For the list of storage partners that have been qualified for Google Distributed Cloud, see Anthos Ready Storage Partners.

Recovery from load balancer failures

For bundled Seesaw load balancer, you can recover from failures by recreating the load balancer. To recreate the load balancer, upgrade Seesaw to the same version as shown in Upgrading the load balancer for your admin cluster.

In the case of admin cluster load balancer failures, the control plane might be out of reach. As a result, you need to run the upgrade on the admin control-plane VM where there is control plane access.

For integrated load balancers (F5), consult with F5 Support.

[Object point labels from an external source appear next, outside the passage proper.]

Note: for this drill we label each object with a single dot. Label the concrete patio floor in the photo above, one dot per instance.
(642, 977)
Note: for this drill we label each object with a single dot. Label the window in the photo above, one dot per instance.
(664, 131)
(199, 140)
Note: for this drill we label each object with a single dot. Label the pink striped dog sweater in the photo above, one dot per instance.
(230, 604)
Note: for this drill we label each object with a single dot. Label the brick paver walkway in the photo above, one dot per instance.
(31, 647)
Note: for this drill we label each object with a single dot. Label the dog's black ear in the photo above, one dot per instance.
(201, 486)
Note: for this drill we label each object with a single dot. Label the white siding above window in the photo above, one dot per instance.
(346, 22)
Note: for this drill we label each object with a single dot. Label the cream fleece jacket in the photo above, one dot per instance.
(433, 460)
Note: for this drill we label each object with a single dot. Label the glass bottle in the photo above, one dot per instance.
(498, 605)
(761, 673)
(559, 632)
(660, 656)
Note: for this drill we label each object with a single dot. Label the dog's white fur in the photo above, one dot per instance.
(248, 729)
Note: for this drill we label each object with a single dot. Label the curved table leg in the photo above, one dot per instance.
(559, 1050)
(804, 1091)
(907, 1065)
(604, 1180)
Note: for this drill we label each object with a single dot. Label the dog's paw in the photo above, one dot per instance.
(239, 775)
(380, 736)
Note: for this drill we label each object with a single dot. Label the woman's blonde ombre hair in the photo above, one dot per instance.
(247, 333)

For bundled MetalLB load balancer, it uses cluster nodes as load balancers. Automatic node repair is not triggered on load balancer issues. You can follow manual process to repair the node.

Using multiple clusters for disaster recovery

Deploying applications in multiple clusters across multiple vCenters or GKE Enterprise platforms can provide higher global availability and limit the blast radius during outages.

This setup uses the existing GKE Enterprise cluster in the secondary data center for disaster recovery rather than setting up a new cluster. Following is a high-level summary to achieve this:

  • Create another admin cluster and user cluster in the secondary data center. In this multi-cluster architecture, we require users to have two admin clusters in each data center, and each admin cluster runs a user cluster.

  • The secondary user cluster has a minimal number of worker nodes (three) and is a hot standby (always running).

  • Application deployments can be replicated across the two vCenters by using Config Sync, or the preferred approach is to use an existing application DevOps (CI/CD, Spinnaker) toolchain.

  • In the event of a disaster, the user cluster can be resized to the number of nodes.

  • Additionally, a DNS switchover is required to route traffic between the clusters to the secondary data center.